No entanto, se o indivíduo sofre lesões múltiplas e continuadas, a microglia não consegue mais desligar seu modo de operação pró-inflamatório, passando a liberar quantidades significativas de mediadores imunológicos capazes de inibir enzimas conhecidas como fosfatases. Dessa forma, promovem a hiperfosforilação da proteína tau, disfunção do citoesqueleto e a formação de emaranhados fibrilares, semelhantes aos observados em pacientes com doença de Alzheimer. (Leia mais sobre os mecanismos por trás do Mal de Alzheimer na coluna ‘Reprogramação campeã‘)
De fato, existe uma relação mais direta entre ECT e Alzheimer. Variações no gene da apolipoproteína E (ApoE), a principal proteína do tipo encontrada no cérebro, aumentam o risco de desenvolvimento da doença de Alzheimer. Aproximadamente 25% da população possui esse polimorfismo genético, conhecido como ApoE4. Análises de genotipagem indicaram a presença de ApoE4 em 50% dos pacientes com ETC.
Outra proteína, a TDP-43, desempenha um papel importante na mediação da resposta celular a lesões do sistema nervoso. A forma patológica de TDP-43 foi originalmente associada à esclerose lateral amiotrófica (ELA). Recentemente, porém, observou-se que TDP-43 anômala está presente em pelo menos 80% dos casos de ETC.
Esses dados corroboram os relatos de que traumatismo craniano parece aumentar em três vezes o risco de ELA. Da mesma forma, 25% dos pacientes com ETC também apresentam sintomas de ELA.
Prevenir é o único remédio
Esforços precisam ser feitos para se informar melhor atletas, treinadores e gestores de esportes em que lesões no crânio são frequentes, tornando-os conscientes das causas e consequências do ETC.
Além de pugilistas e jogadores de futebol americano, há casos bem documentados de ETC em veteranos de guerra, pacientes epilépticos, jogadores de rugby, hockey e lutadores de artes marciais mistas (MMA).
O MMA tem suas raízes no Brasil, e o país se destaca com campeões nas principais categorias. Trata-se do esporte que mais cresceu no mundo nos últimos anos; possui milhões de fãs e atletas muito bem remunerados.
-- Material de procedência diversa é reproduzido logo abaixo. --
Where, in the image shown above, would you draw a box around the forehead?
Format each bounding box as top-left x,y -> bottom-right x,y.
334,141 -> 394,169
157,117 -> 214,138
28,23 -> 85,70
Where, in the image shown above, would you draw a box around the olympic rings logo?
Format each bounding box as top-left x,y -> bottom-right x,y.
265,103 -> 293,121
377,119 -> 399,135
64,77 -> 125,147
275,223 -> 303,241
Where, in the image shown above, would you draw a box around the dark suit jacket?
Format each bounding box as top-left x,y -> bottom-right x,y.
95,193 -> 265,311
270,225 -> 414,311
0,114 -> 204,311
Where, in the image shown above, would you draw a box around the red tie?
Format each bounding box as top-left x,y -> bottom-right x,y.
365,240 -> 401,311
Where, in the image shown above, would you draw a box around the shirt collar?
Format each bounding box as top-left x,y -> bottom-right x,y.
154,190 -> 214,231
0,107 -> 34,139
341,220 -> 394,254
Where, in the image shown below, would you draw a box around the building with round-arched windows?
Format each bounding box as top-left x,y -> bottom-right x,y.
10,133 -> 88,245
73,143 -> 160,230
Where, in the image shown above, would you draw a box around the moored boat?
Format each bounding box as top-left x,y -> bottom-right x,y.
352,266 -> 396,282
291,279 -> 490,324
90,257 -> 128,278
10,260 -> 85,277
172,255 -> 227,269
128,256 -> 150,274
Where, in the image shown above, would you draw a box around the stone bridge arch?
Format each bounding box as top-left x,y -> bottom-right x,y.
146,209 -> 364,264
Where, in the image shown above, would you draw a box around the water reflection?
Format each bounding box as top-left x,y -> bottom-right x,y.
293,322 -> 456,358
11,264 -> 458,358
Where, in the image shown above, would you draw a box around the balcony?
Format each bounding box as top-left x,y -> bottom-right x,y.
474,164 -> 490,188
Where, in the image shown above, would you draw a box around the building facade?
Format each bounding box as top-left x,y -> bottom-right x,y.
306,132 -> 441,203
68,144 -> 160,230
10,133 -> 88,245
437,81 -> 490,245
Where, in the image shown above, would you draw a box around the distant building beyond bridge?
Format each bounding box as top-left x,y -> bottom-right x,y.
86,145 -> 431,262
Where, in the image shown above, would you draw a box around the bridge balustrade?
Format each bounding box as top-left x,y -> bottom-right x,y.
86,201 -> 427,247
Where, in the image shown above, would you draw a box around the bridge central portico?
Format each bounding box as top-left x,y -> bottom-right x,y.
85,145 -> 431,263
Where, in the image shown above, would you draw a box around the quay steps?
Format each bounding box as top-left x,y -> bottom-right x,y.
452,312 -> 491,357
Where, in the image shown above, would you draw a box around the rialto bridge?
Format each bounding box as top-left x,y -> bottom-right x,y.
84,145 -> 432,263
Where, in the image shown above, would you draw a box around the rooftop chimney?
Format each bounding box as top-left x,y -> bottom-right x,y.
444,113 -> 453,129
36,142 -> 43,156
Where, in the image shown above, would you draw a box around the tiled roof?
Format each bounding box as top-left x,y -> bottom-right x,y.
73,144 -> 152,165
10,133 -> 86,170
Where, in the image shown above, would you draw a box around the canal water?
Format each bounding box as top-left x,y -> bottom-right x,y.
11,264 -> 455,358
Equipamentos de proteção e regras mais rígidas, capazes de proteger os atletas, são as únicas formas de prevenir o ETC. Para esportes mais tradicionais, como o boxe e o futebol americano, mudanças de regras e a inclusão de novos equipamentos de proteção são iniciativas difíceis de serem implementadas.
No caso do MMA, no entanto, talvez possa ser diferente. É um esporte jovem, cujos primeiros regulamentos foram definidos há somente 12 anos. Equipamentos de proteção poderiam ser recomendados a todos os atletas e obrigatórios para aqueles com muitos anos de octógono ou que apresentassem variantes de ApoE4, de modo a minimizar as consequências das lesões no cérebro desses indivíduos.
Da mesma forma, deveria se considerar o uso preventivo de medicamentos capazes de reduzir beta-amiloide – proteína associada ao Mal de Alzheimer – no cérebro de lutadores que sofrerem concussões durante um combate. Pelo menos em roedores, esse procedimento reduziu significativamente danos neurológicos causados por lesões no crânio.
Somente o esforço conjunto de atletas, dirigentes, cientistas e médicos permitirá o aumento do conhecimento sobre a encefalopatia traumática crônica, permitindo, assim, seu diagnóstico, tratamento e prevenção. Como diria John McCarthy, o mais experiente juiz de MMA: “Let’s get it on!”